La maladie expliquée
L’importance de la qualité de la chirurgie
Très mutilante à ses débuts, la chirurgie est devenue plus conservatrice grâce au dépistage de tumeurs plus petites. Elle est aujourd’hui un des éléments d’une stratégie concertée avec les autres acteurs de la lutte contre la maladie (radiothérapeute, oncologue) et en fonction des caractéristiques de la tumeur.
Paru le 13/11/2006 - Mise à jour le 06/11/2006
Catherine Viot
Une stratégie commune
La prise en charge des cancers nécessite une vision multidisciplinaire de la part des chirurgiens, des radiothérapeutes et des oncologues.

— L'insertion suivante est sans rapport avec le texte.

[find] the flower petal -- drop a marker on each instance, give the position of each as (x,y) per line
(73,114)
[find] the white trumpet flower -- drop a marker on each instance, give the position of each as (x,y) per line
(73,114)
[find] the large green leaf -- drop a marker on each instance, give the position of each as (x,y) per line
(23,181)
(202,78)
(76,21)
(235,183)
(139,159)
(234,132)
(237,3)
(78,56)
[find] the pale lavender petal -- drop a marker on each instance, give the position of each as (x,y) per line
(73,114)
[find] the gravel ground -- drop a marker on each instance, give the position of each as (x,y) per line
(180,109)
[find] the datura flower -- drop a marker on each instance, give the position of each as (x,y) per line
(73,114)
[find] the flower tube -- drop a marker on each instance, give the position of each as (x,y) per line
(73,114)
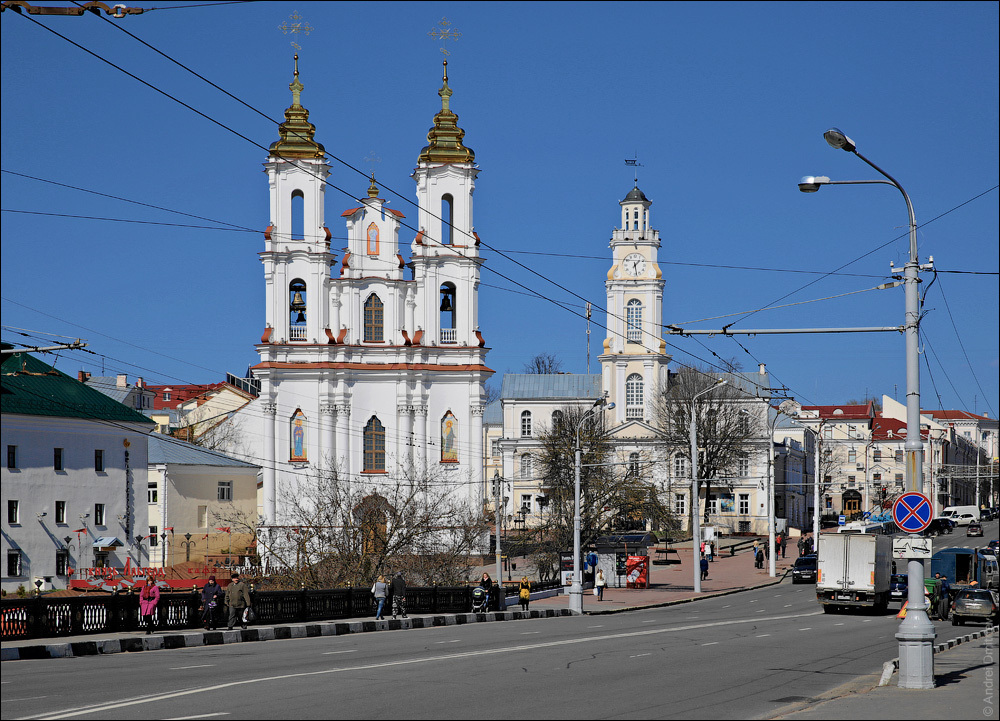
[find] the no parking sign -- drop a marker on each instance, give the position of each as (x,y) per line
(912,512)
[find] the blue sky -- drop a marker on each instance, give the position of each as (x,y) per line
(723,104)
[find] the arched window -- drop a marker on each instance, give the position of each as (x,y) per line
(373,319)
(447,219)
(297,437)
(448,300)
(633,465)
(297,310)
(526,467)
(633,321)
(374,461)
(298,215)
(633,397)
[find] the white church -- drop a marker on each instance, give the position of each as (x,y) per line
(370,363)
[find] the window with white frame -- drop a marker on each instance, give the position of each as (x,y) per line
(526,467)
(633,321)
(633,397)
(680,504)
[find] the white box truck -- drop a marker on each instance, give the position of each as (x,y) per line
(853,569)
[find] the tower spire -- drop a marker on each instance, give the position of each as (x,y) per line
(297,133)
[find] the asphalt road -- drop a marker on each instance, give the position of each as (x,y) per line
(738,656)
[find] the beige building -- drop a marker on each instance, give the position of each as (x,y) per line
(193,495)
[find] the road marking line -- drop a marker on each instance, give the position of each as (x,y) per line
(160,697)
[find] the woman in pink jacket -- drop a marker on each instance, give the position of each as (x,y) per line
(148,598)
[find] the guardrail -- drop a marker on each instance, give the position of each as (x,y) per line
(44,617)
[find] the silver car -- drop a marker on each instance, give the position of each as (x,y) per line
(975,604)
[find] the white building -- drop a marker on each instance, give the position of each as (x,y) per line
(369,363)
(71,486)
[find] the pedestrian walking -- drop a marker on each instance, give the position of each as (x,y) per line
(211,598)
(149,598)
(600,583)
(398,595)
(380,590)
(238,600)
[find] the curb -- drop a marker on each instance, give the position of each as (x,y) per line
(266,633)
(891,666)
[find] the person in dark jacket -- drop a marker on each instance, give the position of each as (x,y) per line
(211,598)
(398,595)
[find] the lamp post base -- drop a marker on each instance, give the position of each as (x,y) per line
(916,651)
(576,598)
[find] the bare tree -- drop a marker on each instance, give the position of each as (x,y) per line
(543,363)
(729,424)
(335,533)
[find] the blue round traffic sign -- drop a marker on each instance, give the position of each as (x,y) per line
(912,512)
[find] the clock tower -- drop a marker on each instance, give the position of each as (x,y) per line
(634,360)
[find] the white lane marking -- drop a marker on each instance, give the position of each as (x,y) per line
(157,698)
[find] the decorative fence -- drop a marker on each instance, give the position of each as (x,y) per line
(44,617)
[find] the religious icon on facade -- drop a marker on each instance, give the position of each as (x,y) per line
(449,438)
(298,438)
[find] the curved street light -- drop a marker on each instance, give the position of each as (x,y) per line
(916,633)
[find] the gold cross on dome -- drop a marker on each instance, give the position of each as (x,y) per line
(295,27)
(444,31)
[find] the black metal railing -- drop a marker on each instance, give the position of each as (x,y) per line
(44,617)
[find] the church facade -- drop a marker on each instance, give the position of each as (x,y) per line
(372,366)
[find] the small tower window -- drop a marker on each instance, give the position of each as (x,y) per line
(373,319)
(297,310)
(447,219)
(374,460)
(633,321)
(298,215)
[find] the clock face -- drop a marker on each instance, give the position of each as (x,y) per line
(634,264)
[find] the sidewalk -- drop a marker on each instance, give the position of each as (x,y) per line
(668,584)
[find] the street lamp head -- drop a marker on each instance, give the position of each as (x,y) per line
(837,139)
(811,183)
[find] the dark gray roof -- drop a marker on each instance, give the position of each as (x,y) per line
(541,386)
(164,449)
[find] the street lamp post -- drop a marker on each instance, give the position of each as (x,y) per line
(695,505)
(916,633)
(576,588)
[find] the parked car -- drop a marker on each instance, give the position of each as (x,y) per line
(804,570)
(975,604)
(898,587)
(938,526)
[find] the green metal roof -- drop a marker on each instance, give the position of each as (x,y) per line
(30,387)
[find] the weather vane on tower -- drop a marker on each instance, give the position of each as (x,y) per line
(445,32)
(295,27)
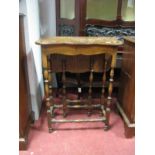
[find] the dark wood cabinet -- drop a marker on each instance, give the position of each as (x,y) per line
(127,87)
(73,16)
(24,103)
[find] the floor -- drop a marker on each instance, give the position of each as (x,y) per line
(79,138)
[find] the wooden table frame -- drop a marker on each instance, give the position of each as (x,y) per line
(73,46)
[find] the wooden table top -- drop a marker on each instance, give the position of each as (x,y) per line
(130,39)
(112,41)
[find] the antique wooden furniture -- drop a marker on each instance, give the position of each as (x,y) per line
(74,16)
(24,103)
(127,87)
(58,56)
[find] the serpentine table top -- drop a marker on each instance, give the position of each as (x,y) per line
(113,41)
(79,45)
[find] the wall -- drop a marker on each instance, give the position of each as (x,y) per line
(47,18)
(32,33)
(48,22)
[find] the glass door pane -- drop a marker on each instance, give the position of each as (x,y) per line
(67,9)
(128,10)
(101,9)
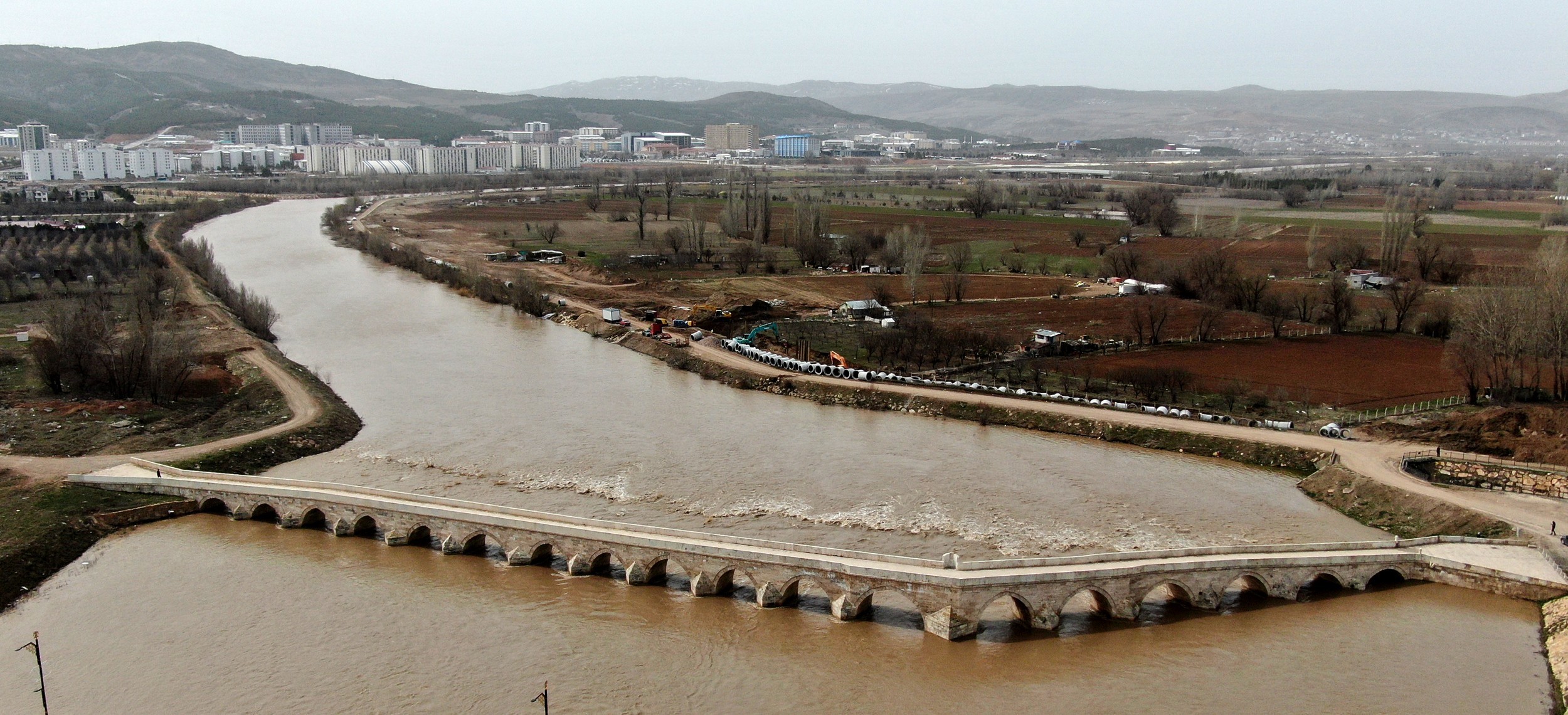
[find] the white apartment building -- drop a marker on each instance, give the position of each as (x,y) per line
(33,135)
(49,165)
(294,134)
(551,157)
(101,164)
(443,161)
(148,164)
(496,156)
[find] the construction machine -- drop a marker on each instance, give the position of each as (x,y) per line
(751,337)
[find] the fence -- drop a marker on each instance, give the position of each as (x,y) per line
(1374,415)
(1471,457)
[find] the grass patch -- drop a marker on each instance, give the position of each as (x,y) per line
(45,527)
(1397,512)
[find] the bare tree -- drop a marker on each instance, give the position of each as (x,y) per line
(1404,297)
(1153,206)
(637,192)
(1147,315)
(1211,319)
(1338,303)
(980,199)
(908,246)
(672,190)
(595,198)
(1274,308)
(955,283)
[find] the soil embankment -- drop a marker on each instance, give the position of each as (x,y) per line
(1525,433)
(1397,512)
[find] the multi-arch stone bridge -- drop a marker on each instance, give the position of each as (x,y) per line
(949,595)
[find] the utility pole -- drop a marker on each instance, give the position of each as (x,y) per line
(543,697)
(38,657)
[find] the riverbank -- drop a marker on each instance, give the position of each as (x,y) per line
(1299,462)
(46,526)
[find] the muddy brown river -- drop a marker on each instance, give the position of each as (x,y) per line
(469,400)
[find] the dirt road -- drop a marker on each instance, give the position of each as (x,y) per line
(303,406)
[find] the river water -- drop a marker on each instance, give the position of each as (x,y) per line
(474,402)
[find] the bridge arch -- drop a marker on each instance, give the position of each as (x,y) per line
(1249,582)
(1018,607)
(1093,600)
(1173,588)
(264,513)
(1387,578)
(479,543)
(312,518)
(1319,584)
(366,526)
(419,537)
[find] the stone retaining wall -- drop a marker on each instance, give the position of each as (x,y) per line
(1498,477)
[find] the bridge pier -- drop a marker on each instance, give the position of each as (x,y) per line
(946,623)
(637,575)
(709,584)
(581,565)
(849,607)
(772,596)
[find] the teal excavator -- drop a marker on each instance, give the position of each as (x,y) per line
(758,331)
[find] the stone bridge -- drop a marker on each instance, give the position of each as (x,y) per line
(949,595)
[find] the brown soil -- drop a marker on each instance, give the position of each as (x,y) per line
(1096,317)
(1343,371)
(1397,512)
(1525,433)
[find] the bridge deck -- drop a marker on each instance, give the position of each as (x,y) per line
(949,593)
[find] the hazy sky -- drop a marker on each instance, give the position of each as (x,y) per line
(1506,46)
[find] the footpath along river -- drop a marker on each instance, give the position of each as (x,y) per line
(474,402)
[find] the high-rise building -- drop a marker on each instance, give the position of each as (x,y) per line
(146,164)
(295,134)
(49,165)
(731,137)
(101,164)
(551,157)
(795,146)
(33,135)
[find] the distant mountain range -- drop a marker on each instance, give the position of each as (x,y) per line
(689,90)
(146,87)
(1086,112)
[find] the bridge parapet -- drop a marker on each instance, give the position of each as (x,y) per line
(949,595)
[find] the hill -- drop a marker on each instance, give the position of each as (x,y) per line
(1081,112)
(689,90)
(770,114)
(71,76)
(146,87)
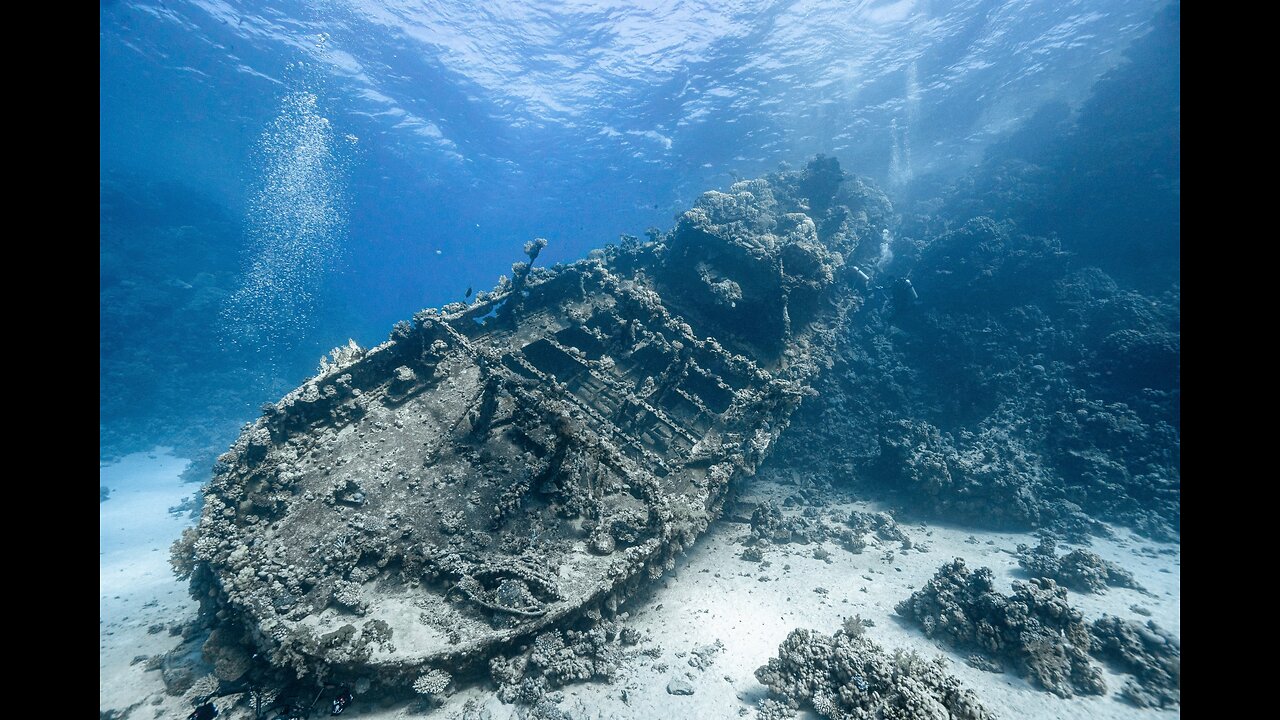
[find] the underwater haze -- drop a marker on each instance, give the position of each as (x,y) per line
(947,232)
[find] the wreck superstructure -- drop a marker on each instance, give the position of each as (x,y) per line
(501,466)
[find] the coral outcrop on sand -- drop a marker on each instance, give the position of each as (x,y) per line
(1079,570)
(1034,629)
(1147,652)
(848,677)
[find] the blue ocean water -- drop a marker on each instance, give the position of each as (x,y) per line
(280,177)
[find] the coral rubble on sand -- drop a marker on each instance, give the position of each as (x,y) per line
(1036,629)
(1079,570)
(848,677)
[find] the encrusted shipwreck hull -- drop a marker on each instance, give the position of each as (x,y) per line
(497,468)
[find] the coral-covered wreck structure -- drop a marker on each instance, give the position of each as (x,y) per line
(533,456)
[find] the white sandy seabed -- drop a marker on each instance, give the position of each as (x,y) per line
(712,595)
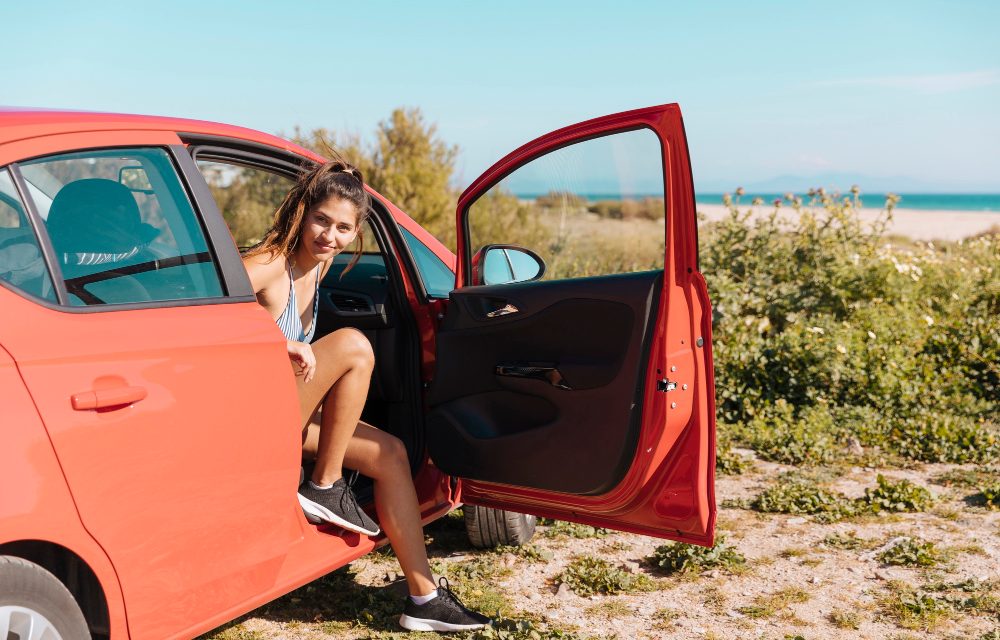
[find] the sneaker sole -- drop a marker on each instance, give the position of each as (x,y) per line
(318,514)
(422,624)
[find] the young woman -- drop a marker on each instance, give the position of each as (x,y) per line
(318,219)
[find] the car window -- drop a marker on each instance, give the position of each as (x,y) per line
(122,227)
(21,261)
(595,207)
(438,279)
(246,196)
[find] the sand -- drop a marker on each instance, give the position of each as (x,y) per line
(916,224)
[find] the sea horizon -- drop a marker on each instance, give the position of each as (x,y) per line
(985,202)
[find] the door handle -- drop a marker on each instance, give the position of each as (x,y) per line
(505,310)
(545,373)
(107,398)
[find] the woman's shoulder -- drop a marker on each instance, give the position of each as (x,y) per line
(265,268)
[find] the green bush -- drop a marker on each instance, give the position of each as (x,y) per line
(825,333)
(679,557)
(588,576)
(911,552)
(902,495)
(796,494)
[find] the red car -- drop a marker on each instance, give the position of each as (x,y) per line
(149,466)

Un des aspects les plus importants du traitement, c’est la stratégie. Cette multidisciplinarité, le fait de lutter ensemble contre la maladie, permet d’en garder le contrôle et d’en obtenir la guérison.
Moyennant quoi, la chirurgie a beaucoup changé ces vingt dernières années. Avant, le chirurgien opérait et les traitements essayaient ensuite d’améliorer les chances de guérison. Aujourd’hui, le chirurgien doit être capable de différer l’intervention ou de la programmer tout de suite. La qualité de l’opération en dépend. Faire le bon geste au bon moment implique des suites opératoires plus faciles.
Une chirurgie plus conservatrice
Les vrais débuts du traitement chirurgical du cancer du sein datent du siècle dernier, aux Etats-Unis. Il consistait alors à retirer le sein, les muscles pectoraux et à faire de grands curages axillaires (ganglions des aisselles). Cette chirurgie a connu une évolution lente jusqu’en 1950 vers la mastectomie radicale modifiée, limitant l’étendue de la chirurgie. Les muscles pectoraux sont conservés, le curage ganglionnaire est limité pour réduire les effets secondaires comme le lymphoedème (gros bras), difficile à traiter. Quelques années plus tard, du fait du dépistage, on a pu traiter des tumeurs de plus petite taille en faisant un traitement conservateur, qui associe chirurgie et radiothérapie. C’est encore plus vrai avec le dépistage organisé, grâce auquel les tumeurs sont de plus en plus petites. Il demeure néanmoins des situations où les gestes chirurgicaux doivent être plus larges.
Esthétique et ganglion sentinelle
Dans les années 1980, est venu le souci de l’esthétique avec la chirurgie oncoplastique. Enfin, en 1994, la technique du ganglion sentinelle est apparue. Elle permet de prélever un seul ganglion ou un petit groupe de ganglions dans l’aisselle pour juger de l’envahissement ganglionnaire. C’est devenu une technique courante dans les petites tumeurs de sein,
S’il a été possible de limiter l’étendue du geste chirurgical, c’est principalement en raison du dépistage.
Les critères de qualité
Une chirurgie de qualité exige que les chirurgiens connaissent les grandes lignes des protocoles de chimiothérapie et les techniques d’irradiation, pour préparer au mieux les patientes. Elle doit respecter certains critères :
Un bon trait chirurgical comporte une ablation « au large ». Classiquement, à une distance d’1 cm au large de la tumeur, mais cette notion a évolué. Dans certains endroits, aux limites du sein, le chirurgien ne peut pas faire une exérèse au large. L’exérèse peut être alors étroite ou au contact, ce qui ne veut pas dire que l’intervention n’a pas été faite correctement.
Le curage ganglionnaire classique (en dehors de la technique du ganglion sentinelle), doit retirer plus de 6 ganglions pour permettre l’évaluation de l’étendue de la maladie et guider l’irradiation post-opératoire.
En ce qui concerne la technique du ganglion sentinelle, l’Inca (Institut National du Cancer) recommande que les chirurgiens soient formés à la technique et qu’ils en aient une pratique régulière.
Après l’intervention, la patiente doit être adressée à l’oncologue médical avant 30 jours et au radiothérapeute avant 45 jours pour que les chances de guérison soient les meilleures possibles.
Un programme personnalisé de soins
Après l’intervention chirurgicale, a lieu une réunion de concertation pluridisciplinaire entre le chirurgien, le radiothérapeute et l’oncologue médical.
A la fin de cette réunion, en fonction des résultats de l’analyse au microscope et des examens biologiques, est établi un programme personnalisé de soins qui s’applique à la patiente elle-même. Ce programme personnalisé de soins est un élément nouveau qui est en train de se mettre en place.
Source
D’après une communication de Rémy Salmon (Institut Curie, Paris) à la 7ème journée Anne d’Autriche, octobre 2006.